Com'è agevole rilevare da un confronto con l'articolo 2, comma 1, lettera t), Dlgs n. 115/2008, essa si discosta dall'unica "configurazione impiantistica" (non rete) prevista dalla normativa primaria, vale a dire il ridetto Seu, caratterizzato da: un impianto di produzione di energia con potenza nominale non superiore a 20 MWe e complessivamente installata sullo stesso sito, anche nella titolarità di un soggetto diverso dal cliente finale; alimentazione "da fonti rinnovabili ovvero in assetto cogenerativo ad alto rendimento"; connessione diretta, anche per il tramite di un collegamento privato "senza obbligo di connessione di terzi", all'impianto per il consumo di un solo cliente finale; realizzazione degli stessi "all'interno dell'area di proprietà o nella disponibilità del medesimo cliente".

Se ne desume l'istituzione di un rapporto di genere (Saae) a specie (Seu), riconosciuto anche dall'Aeeg, risiedendo gli elementi di specificazione dei Seu (come anticipato): a) nella limitazione di potenza (20MWe); b) nelle modalità di alimentazione (fonti rinnovabili o assetto cogenerativo ad alto rendimento); c) nella destinazione dell'energia agli usi di "un solo cliente finale" (e non anche del gruppo); d) nella necessità che gli impianti insistano nell'area del medesimo cliente (e non anche del gruppo).

La norma in disamina finisce così per sortire l'effetto di ampliare l'area delle "non reti", riducendo al contempo quella delle reti, in assenza di una norma primaria che legittimi tale operazione e, soprattutto, senza che questa trovi adeguata giustificazione nel canone interpretativo (siccome innanzi precisato, cfr. supra punto 2.2, e che giova ribadire) dell'innalzamento della "qualità del servizio elettrico" in favore dei clienti finali collegati alla rete nazionale attraverso reti private, purché siano assicurati il "contemperamento" e la "salvaguardia dei diritti acquisiti" e sia garantito il "razionale utilizzo delle risorse esistenti".

Non si comprende cioè in quale modo la definizione dei Saae introdotta dal Dm configuri un innalzamento della qualità del servizio elettrico, per giunta tale da salvaguardare i diritti acquisiti.
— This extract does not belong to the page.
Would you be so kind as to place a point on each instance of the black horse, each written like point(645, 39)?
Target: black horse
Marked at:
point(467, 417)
Essa si pone allora in contrasto con l'assetto delineato dalla normativa primaria in merito al sistema di distribuzione dell'energia elettrica, venendo a incidere sull'area di servizio pubblico riservata ai concessionari.
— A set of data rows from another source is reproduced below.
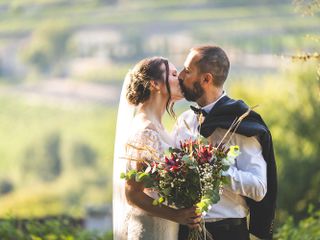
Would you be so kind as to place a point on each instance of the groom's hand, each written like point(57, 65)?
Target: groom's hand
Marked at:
point(189, 217)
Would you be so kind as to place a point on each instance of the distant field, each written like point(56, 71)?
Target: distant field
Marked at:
point(205, 21)
point(25, 125)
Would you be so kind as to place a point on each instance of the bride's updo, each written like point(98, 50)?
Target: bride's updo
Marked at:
point(140, 79)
Tale conclusione pare rafforzata dalla considerazione che il Dm contempla anche l'applicazione del più favorevole trattamento tariffario (articolo 6, comma 2, Dm) consistente nella commisurazione dei corrispettivi "all'energia elettrica prelevata nei punti di connessione alla rete pubblica", anziché a quella consumata dai clienti, non risultando questa operazione legittimata dall'articolo 10, comma 2, Dlgs n. 115/2008 (espressamente richiamato dall'articolo 6, comma 2, Dm), che estende tale trattamento "almeno ai sistemi il cui assetto è conforme a tutte le seguenti condizioni", vale a dire: l'esistenza dell'impianto alla data di entrata in vigore di detto regime di regolazione ovvero, alla medesima data, l'avvio dei lavori di realizzazione o l'ottenimento delle autorizzazioni previste; nonché la configurazione conforme ai Seu o, in alternativa, la connessione "per il tramite di un collegamento privato senza obbligo di connessione di terzi, esclusivamente unità di produzione e di consumo di energia elettrica nella titolarità del medesimo soggetto giuridico".

3. In conclusione, il ricorso è fondato per quanto di ragione, dovendosi rilevare l'illegittimità dei menzionati articoli 2, comma 1, lettera f), e 6 Dm impugnato (nonché il riferimento all'articolo 6, comma 1, contenuto nell'articolo 4, comma 1, ult. parte), che vanno pertanto annullati.

La peculiarità della controversia permette peraltro di reputare sussistenti le ragioni per disporre l'integrale compensazione delle spese di lite.

 

PQM

 

Il Tribunale amministrativo regionale del Lazio, Sezione terza-ter, definitivamente pronunciando, accoglie il ricorso per quanto di ragione e, per l'effetto, annulla il decreto impugnato in parte qua, nei sensi di cui in motivazione. Spese compensate.

La presente sentenza sarà eseguita dall'Autorità amministrativa.

Così deciso in Roma nella camera di consiglio del 24 maggio 2012 con l'intervento dei magistrati:

(omissis)

Depositata in segreteria il 13 luglio 2012.